First off, it's obvious you are only here to flame.
>I CAN tell the difference between LPs and CD's, and the LP's have much
>better sound. despite the scratches.
LPs have what's known as even-ordered harmonic distortion. In other words,
distortions and colorations to the audio which actually make the music sound
pleasant.
However, these distortions are distortions, regardless to what they do to the
sound. Therefore, an LP is not an accurate rendition of the master tape.
>Maybe we heard a few scratches,
>but the rest of the recording was as REAL as REAL can be. Digital is
>only a sampling, and not everything is there.
Bullshit. If anything, CD captures audio in ranges with accuracy that is
simply not possible with LP due to practical considerations.
Your quote pretty much shows your lack of understanding of digital audio. In
the ranges that a 44.1 KHz sampling rate can capture at 16-bits, it can
**accurately and consistently** record the ranges from 22,050 cycles all the
way down to the 5 cycle range with 65,536 possible levels of voltage
(translates into approximately 96 dB of dynamic range with close to equal SNR
after dithering, which is FAR superior to even the best LP rigs) with a uniform
response under full digitization. CD can easily reproduce audio with accuracy
and with little effort that would otherwise be very difficult, if not
impossible, to achieve with LPs.
If you want a most accurate analogy to sampling rate in analogue terms: then
sampling rate is merely the equivalent of linear tape speed on something like a
reel-to-reel deck. The higher the tape speed, the better the high frequency
response. Likewise, the higher the sampling rate, the better the high
frequency response. To make it more interesting, if you were to play a 44.1
KHz recording at 22.05 KHz rate, the sound will play **twice as slow**!

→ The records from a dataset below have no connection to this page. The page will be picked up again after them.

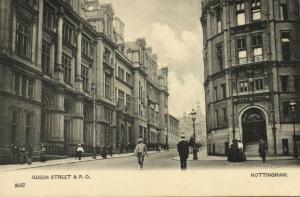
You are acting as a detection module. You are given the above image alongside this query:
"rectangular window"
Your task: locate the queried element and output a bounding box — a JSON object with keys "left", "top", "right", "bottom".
{"left": 216, "top": 44, "right": 223, "bottom": 70}
{"left": 63, "top": 22, "right": 75, "bottom": 45}
{"left": 281, "top": 75, "right": 288, "bottom": 92}
{"left": 43, "top": 6, "right": 54, "bottom": 29}
{"left": 62, "top": 53, "right": 72, "bottom": 84}
{"left": 14, "top": 73, "right": 21, "bottom": 94}
{"left": 118, "top": 67, "right": 125, "bottom": 81}
{"left": 255, "top": 78, "right": 264, "bottom": 90}
{"left": 251, "top": 34, "right": 263, "bottom": 62}
{"left": 215, "top": 109, "right": 219, "bottom": 128}
{"left": 28, "top": 78, "right": 34, "bottom": 98}
{"left": 251, "top": 0, "right": 261, "bottom": 21}
{"left": 118, "top": 89, "right": 125, "bottom": 107}
{"left": 125, "top": 94, "right": 131, "bottom": 112}
{"left": 280, "top": 2, "right": 288, "bottom": 20}
{"left": 214, "top": 86, "right": 218, "bottom": 101}
{"left": 216, "top": 7, "right": 222, "bottom": 33}
{"left": 25, "top": 113, "right": 33, "bottom": 144}
{"left": 240, "top": 81, "right": 248, "bottom": 92}
{"left": 104, "top": 73, "right": 111, "bottom": 100}
{"left": 103, "top": 48, "right": 111, "bottom": 65}
{"left": 11, "top": 111, "right": 19, "bottom": 144}
{"left": 139, "top": 81, "right": 142, "bottom": 100}
{"left": 222, "top": 108, "right": 227, "bottom": 122}
{"left": 105, "top": 110, "right": 112, "bottom": 124}
{"left": 126, "top": 73, "right": 132, "bottom": 85}
{"left": 82, "top": 36, "right": 92, "bottom": 58}
{"left": 283, "top": 101, "right": 290, "bottom": 116}
{"left": 281, "top": 32, "right": 291, "bottom": 61}
{"left": 16, "top": 20, "right": 32, "bottom": 58}
{"left": 81, "top": 65, "right": 89, "bottom": 93}
{"left": 221, "top": 84, "right": 226, "bottom": 98}
{"left": 42, "top": 40, "right": 51, "bottom": 75}
{"left": 22, "top": 76, "right": 27, "bottom": 96}
{"left": 236, "top": 37, "right": 247, "bottom": 64}
{"left": 236, "top": 1, "right": 245, "bottom": 26}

Fascinating at how digital seems to mimic analogue tapes concerning frequency
response.
Anyways, records cannot be recorded with frequencies exceeding 15-16 KHz
because that is beyond the capacity of the record lathe, or cutter if you
aren't familiar with the word. Attempts to record at frequencies exceeding the
recommended roll-off will cause the cutter head to overheat and, therefore,
damage the lathe during the cutting of the mother, among other things.
Gabe M. Weiner, who was a professional recording engineer for PGM recordings
until his death in the late 1990s, had done a test where he records an LP
playback onto his DAT deck. When someone comes in, usually critical of digital
audio, Gabe plays an LP record, to which the critic sometimes replies with
something to the effect of "you can't do that kind of sound with digital."

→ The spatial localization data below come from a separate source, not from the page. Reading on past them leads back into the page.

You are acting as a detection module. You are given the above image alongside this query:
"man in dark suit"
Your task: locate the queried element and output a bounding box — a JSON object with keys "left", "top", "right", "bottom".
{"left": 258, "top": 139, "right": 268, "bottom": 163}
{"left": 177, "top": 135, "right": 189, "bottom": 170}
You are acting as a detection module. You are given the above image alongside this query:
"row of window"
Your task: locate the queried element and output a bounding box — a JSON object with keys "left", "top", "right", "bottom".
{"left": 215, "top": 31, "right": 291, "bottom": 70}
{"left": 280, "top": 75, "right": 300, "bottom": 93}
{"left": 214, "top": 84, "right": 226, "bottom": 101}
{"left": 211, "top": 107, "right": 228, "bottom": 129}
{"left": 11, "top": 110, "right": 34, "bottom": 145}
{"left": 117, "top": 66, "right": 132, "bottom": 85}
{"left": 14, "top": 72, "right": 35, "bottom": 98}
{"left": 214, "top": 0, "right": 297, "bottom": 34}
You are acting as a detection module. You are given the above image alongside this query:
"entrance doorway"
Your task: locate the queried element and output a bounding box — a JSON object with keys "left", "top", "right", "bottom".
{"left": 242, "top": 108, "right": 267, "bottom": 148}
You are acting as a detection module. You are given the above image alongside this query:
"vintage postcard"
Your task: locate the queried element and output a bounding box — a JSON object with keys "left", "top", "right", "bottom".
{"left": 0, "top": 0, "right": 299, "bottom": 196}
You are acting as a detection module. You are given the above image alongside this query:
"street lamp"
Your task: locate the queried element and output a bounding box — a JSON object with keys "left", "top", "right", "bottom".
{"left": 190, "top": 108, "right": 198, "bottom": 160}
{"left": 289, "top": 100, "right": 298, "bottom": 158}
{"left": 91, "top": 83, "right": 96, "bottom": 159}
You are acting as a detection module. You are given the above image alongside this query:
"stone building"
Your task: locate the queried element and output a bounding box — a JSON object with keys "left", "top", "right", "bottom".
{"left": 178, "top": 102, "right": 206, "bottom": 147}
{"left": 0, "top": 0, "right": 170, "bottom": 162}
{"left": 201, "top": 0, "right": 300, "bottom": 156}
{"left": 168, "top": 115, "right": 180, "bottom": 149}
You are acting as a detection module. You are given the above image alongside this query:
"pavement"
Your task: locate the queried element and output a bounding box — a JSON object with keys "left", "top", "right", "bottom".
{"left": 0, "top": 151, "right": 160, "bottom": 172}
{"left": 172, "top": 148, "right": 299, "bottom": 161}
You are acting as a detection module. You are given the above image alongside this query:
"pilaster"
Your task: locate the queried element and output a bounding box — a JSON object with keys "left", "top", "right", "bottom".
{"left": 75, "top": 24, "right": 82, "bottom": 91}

Then, Gabe goes to the turntable and lifts the stylus off the record with the
music **still playing** with all of its LP quality ... preserved **digitally**
using Digital Audio Tape.
Similar experiments were done by curious people using high quality audio CD
recorder decks with similar results. Those results are not published, of
course, because they were done by audio enthusiasts under their own time. What
helps to prove their point is that there is consistency in the results: as long
as everything being used to make the recording is good and the whole process is
done without exceeding the limits of the system (like playing the souce too
loudly and then wondering why there is clipping in the recording), then the
results will remain relatively consistent.
Now what does that say about digital audio?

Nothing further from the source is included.